Nicaraguan-Costa Rican Doctor Moved to House Arrest

Yerri Estrada during when presented to pro-government media after his abduction. Photo: Ministry of the Interior

By Confidencial

HAVANA TIMES – The dictatorship of Daniel Ortega and Rosario Murillo secretly released the young Costa Rican-Nicaraguan doctor Yerri Estrada — who had been in “forced disappearance” for three months — and placed him under house arrest, the Legal Defense Unit (UDJ) confirmed to CONFIDENCIAL.

“The last person (transferred to house arrest) that we know of is Yerri. We have no information about any others, and we don’t know what will happen. Hopefully, more people will be released — that’s what we want,” said Claudia Pineda, director of the UDJ.

According to Pineda, the families of those released to house arrest have been threatened so that they remain silent and do not speak about the conditions of the release. “The information hasn’t necessarily come from the family, because the families have also been threatened that if anything ‘leaks,’ so to speak, there will be consequences,” Pineda said.

The young doctor was detained on August 13, 2025, and remained in a condition of “forced disappearance” until September 12, when he was presented before state propaganda media. Estrada was sent to house arrest at his home in León. However, he must report daily to sign in at the police station.

“In the end, it has been confirmed that all those people who have been released and are under a control regime. Some have permission to move around, others do not, and all must report to the police stations assigned to them,” Pineda explained.

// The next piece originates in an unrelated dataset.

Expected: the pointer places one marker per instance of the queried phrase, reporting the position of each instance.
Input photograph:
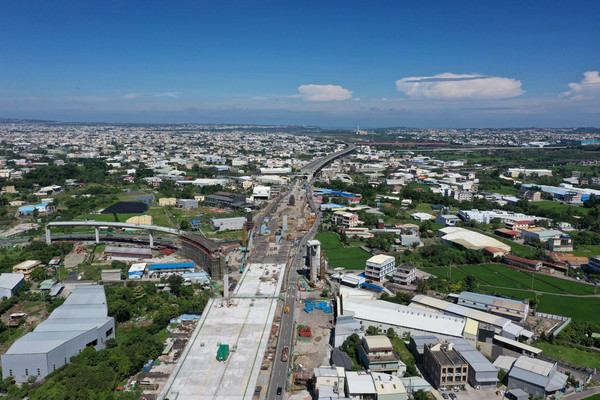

The regime began these silent releases on November 7, 2025, when it sent another five political prisoners home without publicly explaining the terms of their release or the restrictions imposed.

The first to be released were:

  • Leo Catalino Cárcamo Herrera, 62, originally from León.
  • Julio Antonio Quintana Carvajal, 67, also from León.
  • Fabio Alberto Cáceres Larios, 65, from Chinandega.
  • Ronald Leiva Silva, from Matagalpa.
  • Jorge Danilo Portocarrero Argüello, from Jinotepe.

Release After His Mother’s Plea

Rosa Ruiz, the mother of the 30-year-old doctor, had denounced on the program Esta Semana, broadcast on CONFIDENCIAL’s YouTube channel, that her son had been tortured — but she had no way of knowing his current situation in prison.

She also explained that her other two children, Maura Estrada and a 14-year-old minor, along with a granddaughter just five years old, are now “forcibly displaced.” They were forced to leave their home after enduring threats, intimidation, and harassment by police and civilian supporters of the Sandinista regime.

On November 13, 2025, Ruiz demanded that the Ortega regime hand over her son to the Costa Rican Embassy or the U.S. Embassy in Managua. “He hasn’t committed any crime. He is a clean, honest person — the only thing he did was go out in 2018 to help the injured and elderly people who were beaten by paramilitaries and Sandinista Youth mobs,” his mother said.

In September 2025, the US State Department demanded that the dictatorship reveal the whereabouts of the young Costa Rican-Nicaraguan and requested proof of life. According to Pineda, the sustained “campaign” by the US government may be “one of the reasons” for the recent releases.

“That might be one of the reasons — that there is pressure from the State Department. Another, which may also be part of the explanation, is the health condition of the detainees. Some of those released are elderly people with health problems,” Pineda noted.

As of October 29, 2025, the Mechanism for the Recognition of Political Prisoners had identified 77 people imprisoned, more than half of them in forced disappearance. On November 11, 2025, the dictatorship displayed journalist Fabiola Tercero, who had been missing for more than a year; however, her case is “more complicated” due to the lack of information, Pineda concluded.